7 -  NDÌ NDÌ CAMPANIEGLIE

 

I ragazzi hanno fatto il bagno e stanno a crogiolarsi al sole, distesi sulla sabbia a pancia in giù. Ecco che uno fa la pipì e dice a voce alta:

 
“Ndì ndì

 

Campanieglie” risponde il più pronto (la tempestività è importante in questo giuoco).

 

Il primo prosegue : “Vicino o lontano ?”

 

L’altro risponde, naturalmente, a caso, ma dalla sua risposta dipende quale dei compagni sarà il bersaglio della palla di sabbia impastata con l’orina, palla che nel frattempo il legittimo proprietario palleggia tra le mani. Egli, dunque, lancerà la palla contro il compagno più vicino se la risposta è stata “lontano” e viceversa.

 

8 -  UÓ DÀ NU PO’ DE PIZZE

 

Sono le bambine le protagoniste del gioco. Quando la riva è battuta dalle onde che si spingono sulla battigia, le bimbe formano una catena, tenendosi sottobraccio, e seguono il salire e lo scendere dell’acqua, muovendosi avanti e indietro e cercando di non farsi sorprendere da un’onda più veloce, che potrebbe bagnarle. Contemporaneamente ripetono cantando in coro:

 

“Uó dà nu po’ de pizze agliu marite mije?”

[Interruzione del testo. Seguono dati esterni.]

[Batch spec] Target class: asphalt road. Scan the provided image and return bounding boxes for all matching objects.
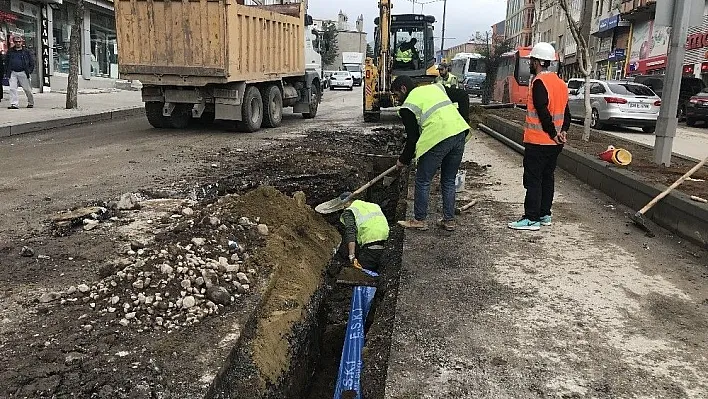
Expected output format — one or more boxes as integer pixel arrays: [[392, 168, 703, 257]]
[[0, 88, 361, 243]]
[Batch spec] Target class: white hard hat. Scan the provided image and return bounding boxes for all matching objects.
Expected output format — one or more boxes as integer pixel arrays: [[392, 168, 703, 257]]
[[529, 42, 556, 61]]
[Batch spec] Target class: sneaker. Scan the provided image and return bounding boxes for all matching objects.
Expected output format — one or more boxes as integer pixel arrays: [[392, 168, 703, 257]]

(Vuoi dare un po’ di pizza al marito mio?)

 

9 -  VÓTECHE E CATÈLLE

 

I ragazzi si dividono in due gruppi e si dispongono alle due murate di una barca, che, come tante altre, è attraccata alla banchina. Con spinte sincrone incominciano a farla rollare sin quasi ad imbarcare acqua. Il gioco è assai divertente e neppure pericoloso, a meno che non sopraggiunga il proprietario, esterrefatto nel vedere trattati in quel modo la sua barca e i suoi attrezzi di cui è oltremodo geloso.